Tuesday, August 30, 2005

Why Map the Web?

The Webgrapher blog will discuss issues relating on what some might consider to be a narrow domain of networks within cyberspace: static, public HTML documents accessible via the World Wide Web. Other domains (application spaces) of cyberspace, including email, instant messaging, and peer to peer networks, have been and are being mapped by academics and industry researchers, but they will not be the focus of this blog.

Why the relatively narrow approach? This is one question we will explore in this blog, but the simplest answer is that it is the only domain of which I'm currently aware for which solid tools with transparent, open mapping algorithms are publicly available. Specifically, I am referring to the Issue Crawler software developed by Richard Rogers and the Govcom.org foundation. A more well-known tool in the blog circuits, TouchGraph, is, in my opinion, not suitable for academic research, specifically because it makes use of Google's proprietary "similar pages" algorithm. (If you aware of other publicly available tools that can map local portions of the web graph please let me know.)

Another reason to map networks within the Web instead of networks mediated by email or peer to peer applications is that the web tends to be more public and spans a wider range of media objects (text, video, sound, interactive databases) than many other Internet applications. If you are interested in studying broad social structures such as global political policy networks, the Web is an ideal place to look. Of course, this statement is subject to challenge and begs of the question of why we would want to map any kind of network within the Internet in the first place. These issues will come up in the course of this blog.

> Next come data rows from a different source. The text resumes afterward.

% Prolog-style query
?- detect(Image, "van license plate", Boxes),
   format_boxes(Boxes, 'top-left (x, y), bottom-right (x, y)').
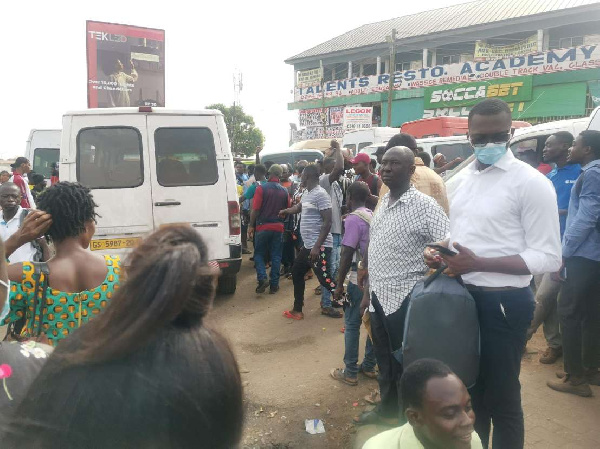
top-left (90, 237), bottom-right (142, 251)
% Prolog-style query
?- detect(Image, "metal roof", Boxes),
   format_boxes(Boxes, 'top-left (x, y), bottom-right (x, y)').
top-left (286, 0), bottom-right (600, 63)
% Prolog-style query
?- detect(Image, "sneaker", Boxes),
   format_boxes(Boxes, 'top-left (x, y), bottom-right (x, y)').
top-left (540, 348), bottom-right (562, 365)
top-left (546, 376), bottom-right (592, 398)
top-left (329, 368), bottom-right (358, 387)
top-left (255, 279), bottom-right (269, 293)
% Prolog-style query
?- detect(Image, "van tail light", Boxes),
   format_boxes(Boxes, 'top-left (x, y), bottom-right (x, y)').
top-left (227, 201), bottom-right (242, 235)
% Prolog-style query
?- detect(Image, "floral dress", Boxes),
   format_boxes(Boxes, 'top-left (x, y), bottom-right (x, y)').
top-left (1, 256), bottom-right (121, 346)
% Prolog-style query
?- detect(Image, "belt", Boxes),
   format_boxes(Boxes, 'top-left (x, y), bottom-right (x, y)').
top-left (465, 284), bottom-right (522, 292)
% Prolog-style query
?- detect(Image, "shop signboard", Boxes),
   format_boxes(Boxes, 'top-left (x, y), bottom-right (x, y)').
top-left (344, 106), bottom-right (373, 130)
top-left (86, 20), bottom-right (165, 108)
top-left (294, 45), bottom-right (600, 102)
top-left (474, 34), bottom-right (538, 61)
top-left (424, 76), bottom-right (533, 109)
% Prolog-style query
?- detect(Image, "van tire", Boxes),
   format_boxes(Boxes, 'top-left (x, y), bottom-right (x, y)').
top-left (217, 274), bottom-right (237, 295)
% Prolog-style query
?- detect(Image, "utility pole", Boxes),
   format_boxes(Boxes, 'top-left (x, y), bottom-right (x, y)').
top-left (385, 28), bottom-right (396, 126)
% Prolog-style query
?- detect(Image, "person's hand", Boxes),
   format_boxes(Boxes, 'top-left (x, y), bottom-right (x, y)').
top-left (423, 247), bottom-right (443, 270)
top-left (308, 246), bottom-right (319, 264)
top-left (17, 210), bottom-right (52, 245)
top-left (360, 293), bottom-right (371, 316)
top-left (440, 243), bottom-right (481, 276)
top-left (356, 268), bottom-right (369, 290)
top-left (550, 261), bottom-right (566, 282)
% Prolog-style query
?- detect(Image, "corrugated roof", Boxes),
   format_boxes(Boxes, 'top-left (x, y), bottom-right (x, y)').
top-left (286, 0), bottom-right (600, 62)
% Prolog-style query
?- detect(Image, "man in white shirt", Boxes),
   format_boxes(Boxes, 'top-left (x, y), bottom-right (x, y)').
top-left (0, 182), bottom-right (36, 263)
top-left (425, 99), bottom-right (561, 449)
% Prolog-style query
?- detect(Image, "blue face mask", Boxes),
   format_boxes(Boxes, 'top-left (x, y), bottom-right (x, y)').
top-left (474, 143), bottom-right (507, 165)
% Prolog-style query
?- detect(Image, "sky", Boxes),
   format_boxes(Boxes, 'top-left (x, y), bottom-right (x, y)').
top-left (0, 0), bottom-right (463, 158)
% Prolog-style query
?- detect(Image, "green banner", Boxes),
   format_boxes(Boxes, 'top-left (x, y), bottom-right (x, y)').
top-left (425, 76), bottom-right (533, 109)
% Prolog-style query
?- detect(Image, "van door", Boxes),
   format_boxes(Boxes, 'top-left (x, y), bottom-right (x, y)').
top-left (70, 114), bottom-right (153, 254)
top-left (147, 114), bottom-right (233, 259)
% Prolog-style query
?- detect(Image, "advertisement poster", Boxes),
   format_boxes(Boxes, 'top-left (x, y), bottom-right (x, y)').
top-left (86, 20), bottom-right (165, 108)
top-left (344, 106), bottom-right (373, 130)
top-left (294, 45), bottom-right (600, 102)
top-left (475, 34), bottom-right (538, 61)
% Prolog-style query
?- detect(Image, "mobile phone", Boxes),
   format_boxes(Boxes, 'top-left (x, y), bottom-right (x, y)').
top-left (426, 243), bottom-right (457, 256)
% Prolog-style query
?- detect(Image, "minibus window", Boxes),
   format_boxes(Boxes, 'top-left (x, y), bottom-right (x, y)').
top-left (154, 128), bottom-right (219, 187)
top-left (77, 127), bottom-right (144, 189)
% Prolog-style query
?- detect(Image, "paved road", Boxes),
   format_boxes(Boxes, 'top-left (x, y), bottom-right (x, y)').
top-left (211, 259), bottom-right (600, 449)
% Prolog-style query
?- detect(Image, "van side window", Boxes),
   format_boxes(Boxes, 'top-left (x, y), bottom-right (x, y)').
top-left (431, 142), bottom-right (473, 161)
top-left (77, 127), bottom-right (144, 189)
top-left (33, 148), bottom-right (60, 179)
top-left (154, 128), bottom-right (219, 187)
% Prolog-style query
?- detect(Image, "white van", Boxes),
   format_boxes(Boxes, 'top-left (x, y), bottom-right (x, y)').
top-left (25, 129), bottom-right (61, 185)
top-left (342, 127), bottom-right (400, 156)
top-left (60, 107), bottom-right (241, 293)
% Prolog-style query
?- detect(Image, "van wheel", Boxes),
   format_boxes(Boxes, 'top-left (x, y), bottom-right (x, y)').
top-left (217, 274), bottom-right (237, 295)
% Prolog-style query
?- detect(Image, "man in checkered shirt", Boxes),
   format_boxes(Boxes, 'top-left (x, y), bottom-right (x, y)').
top-left (358, 147), bottom-right (449, 425)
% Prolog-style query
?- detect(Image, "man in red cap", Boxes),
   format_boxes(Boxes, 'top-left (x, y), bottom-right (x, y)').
top-left (350, 153), bottom-right (383, 208)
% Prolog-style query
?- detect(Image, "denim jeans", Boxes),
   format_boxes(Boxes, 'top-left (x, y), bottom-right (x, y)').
top-left (321, 234), bottom-right (342, 307)
top-left (344, 282), bottom-right (377, 378)
top-left (470, 287), bottom-right (535, 449)
top-left (527, 273), bottom-right (562, 349)
top-left (558, 257), bottom-right (600, 377)
top-left (254, 231), bottom-right (283, 286)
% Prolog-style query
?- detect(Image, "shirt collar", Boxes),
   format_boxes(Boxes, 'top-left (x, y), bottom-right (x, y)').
top-left (581, 159), bottom-right (600, 171)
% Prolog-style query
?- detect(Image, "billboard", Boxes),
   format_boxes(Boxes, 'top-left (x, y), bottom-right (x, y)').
top-left (86, 20), bottom-right (165, 108)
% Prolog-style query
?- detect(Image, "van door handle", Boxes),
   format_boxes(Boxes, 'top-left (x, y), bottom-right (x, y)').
top-left (154, 201), bottom-right (181, 206)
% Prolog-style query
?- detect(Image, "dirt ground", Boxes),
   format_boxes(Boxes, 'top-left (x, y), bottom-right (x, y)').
top-left (211, 256), bottom-right (600, 449)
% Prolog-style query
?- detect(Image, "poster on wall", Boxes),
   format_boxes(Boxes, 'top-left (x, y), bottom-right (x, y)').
top-left (86, 20), bottom-right (165, 108)
top-left (344, 106), bottom-right (373, 130)
top-left (474, 34), bottom-right (538, 61)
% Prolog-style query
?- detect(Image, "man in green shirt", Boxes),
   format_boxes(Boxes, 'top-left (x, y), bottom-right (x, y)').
top-left (363, 359), bottom-right (483, 449)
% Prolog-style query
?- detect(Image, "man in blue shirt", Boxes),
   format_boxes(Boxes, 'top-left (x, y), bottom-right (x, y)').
top-left (527, 131), bottom-right (581, 364)
top-left (548, 130), bottom-right (600, 397)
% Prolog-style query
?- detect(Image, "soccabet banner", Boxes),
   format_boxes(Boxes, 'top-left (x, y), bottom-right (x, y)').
top-left (86, 20), bottom-right (165, 108)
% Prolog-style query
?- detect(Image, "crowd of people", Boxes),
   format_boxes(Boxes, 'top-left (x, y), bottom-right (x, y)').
top-left (0, 99), bottom-right (600, 449)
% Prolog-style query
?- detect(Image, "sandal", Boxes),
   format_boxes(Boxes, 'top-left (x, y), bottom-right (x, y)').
top-left (283, 310), bottom-right (304, 321)
top-left (321, 307), bottom-right (344, 318)
top-left (329, 368), bottom-right (358, 387)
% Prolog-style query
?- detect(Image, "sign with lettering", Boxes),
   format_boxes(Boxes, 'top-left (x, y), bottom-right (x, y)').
top-left (294, 45), bottom-right (600, 102)
top-left (424, 76), bottom-right (533, 109)
top-left (475, 34), bottom-right (538, 61)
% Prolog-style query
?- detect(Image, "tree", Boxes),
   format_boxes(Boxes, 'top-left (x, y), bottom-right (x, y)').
top-left (206, 103), bottom-right (265, 156)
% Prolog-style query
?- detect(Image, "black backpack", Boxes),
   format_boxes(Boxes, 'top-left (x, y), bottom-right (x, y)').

In the not too distant future, expect a blog entry placing web graph networks within the context of cyberspace networks in general. This will include a distinction between the term cyberspace and Internet, where Internet is a real-time instantiation of the more abstract cultural object cyberspace.

As this is a blog, expect the content here to be fairly informal and somewhat unstructured. Post your comments and questions and I'll do my best to follow up with them. More to come.